Limitations & Future Work

  1. Due to resource constraints, the approach is validated only via fine-tuning rather than pre-training from scratch.
  2. The largest model evaluated is 72B, despite already outperforming many larger models.
  3. STA introduces additional inference latency (one extra temporal attention layer per block).
  4. The quality of the WebVid-QA dataset may limit training effectiveness.
  • vs. Qwen2-VL: Qwen2-VL relies entirely on the LLM for temporal understanding; STAVEQ2 demonstrates this is insufficient.
  • vs. InternVideo2: Even joint spatiotemporal attention fails to resolve fine-grained temporal directionality — dedicated divided attention is necessary.
  • vs. ST-LLM: ST-LLM delegates spatiotemporal modeling to the LLM; STAVEQ2 7B outperforms it by 15.2 points on MVBench.
  • vs. TG-Vid: TG-Vid employs temporal gating with limited effectiveness and low efficiency; STAVEQ2 exceeds it by 13.7 points.
  • vs. FastVID: FastVID focuses on efficiency (token pruning), while STAVEQ2 focuses on capability (enhanced temporal modeling) — the two are complementary.

Further Insights: - The Vision Encoder is the bottleneck: Temporal understanding cannot be entirely delegated to the LLM — temporal information should be encoded before tokens are fed into the LLM. - Divided vs.
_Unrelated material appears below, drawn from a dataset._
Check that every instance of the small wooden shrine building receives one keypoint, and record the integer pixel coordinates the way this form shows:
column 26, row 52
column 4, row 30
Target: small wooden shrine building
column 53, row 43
Joint Space-Time Attention: Further validates that TimeSformer-style divided attention is more controllable than joint attention in Video-LLM settings. - Complementarity with Eyes Wide Open: Eyes Wide Open handles temporal KV cache management for streaming video, while STAVEQ2 performs encoder-level temporal modeling — the two approaches can be combined.

Rating

  • Novelty: ★★★☆☆ — Divided space-time attention is a known method; the contribution lies in its application to the encoder of Video-LLMs.
  • Technical Depth: ★★★★☆ — Problem analysis is rigorous and ablation studies are thorough.
  • Experimental Thoroughness: ★★★★★ — 4 models × multiple benchmarks × ablations × attention visualization.
  • Writing Quality: ★★★★☆ — The motivation analysis section is particularly convincing.